Event-driven architecture is used in a wide variety of applications, from e-commerce platforms to financial trading systems. Here are some real examples of event-driven architecture:
Uber: Uber uses an event-driven architecture to power its real-time ride-hailing platform. Events such as taxi requests, driver availability and GPS data are used to match passengers with drivers in real time.
Netflix: Netflix uses an event-driven architecture to power its recommendation engine. Events such as user viewing history, search history and user feedback are used to create personalized recommendations for each user.
Amazon: Amazon uses an event-driven architecture to power its store platform. Events such as user search history, product visits, and purchase history are used to generate new offers and improve search results.

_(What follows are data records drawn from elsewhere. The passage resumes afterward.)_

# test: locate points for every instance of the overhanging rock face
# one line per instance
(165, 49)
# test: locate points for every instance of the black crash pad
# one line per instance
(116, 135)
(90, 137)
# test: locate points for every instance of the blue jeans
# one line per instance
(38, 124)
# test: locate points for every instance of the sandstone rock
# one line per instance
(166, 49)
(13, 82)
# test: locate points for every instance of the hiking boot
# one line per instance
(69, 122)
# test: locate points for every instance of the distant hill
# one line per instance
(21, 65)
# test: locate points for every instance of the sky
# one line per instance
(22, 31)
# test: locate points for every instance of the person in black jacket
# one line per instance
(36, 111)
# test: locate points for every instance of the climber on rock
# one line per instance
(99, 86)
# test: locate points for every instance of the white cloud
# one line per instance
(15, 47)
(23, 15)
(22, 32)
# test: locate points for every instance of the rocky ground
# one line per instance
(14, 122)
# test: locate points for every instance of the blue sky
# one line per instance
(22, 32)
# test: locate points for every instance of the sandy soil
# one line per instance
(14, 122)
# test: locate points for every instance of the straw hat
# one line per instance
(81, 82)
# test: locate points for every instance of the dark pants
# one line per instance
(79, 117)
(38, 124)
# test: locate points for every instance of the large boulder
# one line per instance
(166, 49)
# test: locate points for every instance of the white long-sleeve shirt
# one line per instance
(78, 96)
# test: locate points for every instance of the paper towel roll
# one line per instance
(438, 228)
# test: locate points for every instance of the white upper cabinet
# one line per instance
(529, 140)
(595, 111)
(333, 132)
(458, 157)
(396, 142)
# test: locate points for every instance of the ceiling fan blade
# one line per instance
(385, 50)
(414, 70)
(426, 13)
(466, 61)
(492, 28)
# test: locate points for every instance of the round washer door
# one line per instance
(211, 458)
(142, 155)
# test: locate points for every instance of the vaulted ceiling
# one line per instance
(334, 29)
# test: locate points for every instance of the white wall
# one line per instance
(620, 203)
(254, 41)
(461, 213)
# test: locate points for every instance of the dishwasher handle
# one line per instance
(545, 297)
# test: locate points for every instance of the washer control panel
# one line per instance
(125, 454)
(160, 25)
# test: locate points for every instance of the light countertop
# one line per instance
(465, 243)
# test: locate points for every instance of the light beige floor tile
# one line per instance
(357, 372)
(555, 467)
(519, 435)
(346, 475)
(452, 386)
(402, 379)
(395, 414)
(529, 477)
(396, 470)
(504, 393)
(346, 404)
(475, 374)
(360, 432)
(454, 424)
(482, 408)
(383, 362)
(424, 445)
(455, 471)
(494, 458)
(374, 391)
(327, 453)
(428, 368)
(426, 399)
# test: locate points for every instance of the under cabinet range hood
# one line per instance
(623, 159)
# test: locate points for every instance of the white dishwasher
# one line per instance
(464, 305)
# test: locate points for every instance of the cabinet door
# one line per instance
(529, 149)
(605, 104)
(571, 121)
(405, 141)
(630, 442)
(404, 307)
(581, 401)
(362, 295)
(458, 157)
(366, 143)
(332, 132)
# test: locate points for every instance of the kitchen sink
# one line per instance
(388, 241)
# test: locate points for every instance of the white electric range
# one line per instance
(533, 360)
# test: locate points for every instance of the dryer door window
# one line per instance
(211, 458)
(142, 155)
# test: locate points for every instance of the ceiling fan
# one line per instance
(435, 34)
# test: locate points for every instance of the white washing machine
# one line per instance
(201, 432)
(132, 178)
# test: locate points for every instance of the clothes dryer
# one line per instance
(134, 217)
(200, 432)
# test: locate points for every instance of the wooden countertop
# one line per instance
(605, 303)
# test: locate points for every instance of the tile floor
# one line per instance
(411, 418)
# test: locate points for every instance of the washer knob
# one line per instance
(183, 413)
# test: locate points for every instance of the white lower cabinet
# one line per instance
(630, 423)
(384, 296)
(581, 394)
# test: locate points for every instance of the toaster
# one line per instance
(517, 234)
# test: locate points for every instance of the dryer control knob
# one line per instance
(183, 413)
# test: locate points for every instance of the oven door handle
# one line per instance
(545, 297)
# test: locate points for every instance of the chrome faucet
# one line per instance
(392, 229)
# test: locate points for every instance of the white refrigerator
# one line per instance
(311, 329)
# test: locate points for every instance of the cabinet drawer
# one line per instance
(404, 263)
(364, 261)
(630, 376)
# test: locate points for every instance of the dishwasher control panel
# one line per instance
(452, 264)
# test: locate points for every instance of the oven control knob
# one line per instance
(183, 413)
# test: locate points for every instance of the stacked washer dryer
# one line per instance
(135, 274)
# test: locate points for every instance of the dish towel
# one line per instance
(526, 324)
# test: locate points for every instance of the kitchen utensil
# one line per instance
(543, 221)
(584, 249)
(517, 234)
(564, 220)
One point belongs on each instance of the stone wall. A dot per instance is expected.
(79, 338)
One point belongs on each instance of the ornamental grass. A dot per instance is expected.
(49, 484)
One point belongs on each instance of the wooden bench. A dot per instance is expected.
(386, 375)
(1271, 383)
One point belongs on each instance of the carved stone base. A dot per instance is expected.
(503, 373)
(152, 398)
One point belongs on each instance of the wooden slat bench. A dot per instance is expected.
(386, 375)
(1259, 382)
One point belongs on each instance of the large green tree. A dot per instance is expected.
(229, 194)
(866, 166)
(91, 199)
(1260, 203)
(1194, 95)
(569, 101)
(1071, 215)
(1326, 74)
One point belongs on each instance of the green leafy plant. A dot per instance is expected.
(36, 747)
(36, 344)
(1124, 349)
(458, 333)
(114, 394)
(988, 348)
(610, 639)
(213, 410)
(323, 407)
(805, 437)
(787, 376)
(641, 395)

Airbnb: The Airbnb platform uses an event-driven architecture to enhance its user experience. When a user searches for an accommodation, events are generated to identify available accommodation and filter results based on the user’s search criteria. When a user books a property, events are generated to track the booking status, such as check-in and check-out times.
Here, you can find the source code of very simple project and a demonstration of a event-driven software architecture on Github.
Event-Driven Architevture (EDA) is an effective model for decreasing coupling between system components by modeling interactions with the notions of producers, consumers, events, and event-broker. An event indicates an action of interest and can be published and received asynchronously by components that are unaware of each other’s existence. EDA enables components to operate and evolve independently. Where EDA is applicable, the advantages far outweigh the costs of implementation. It might be argued that EDA is a necessary component of every successful microservices deployment.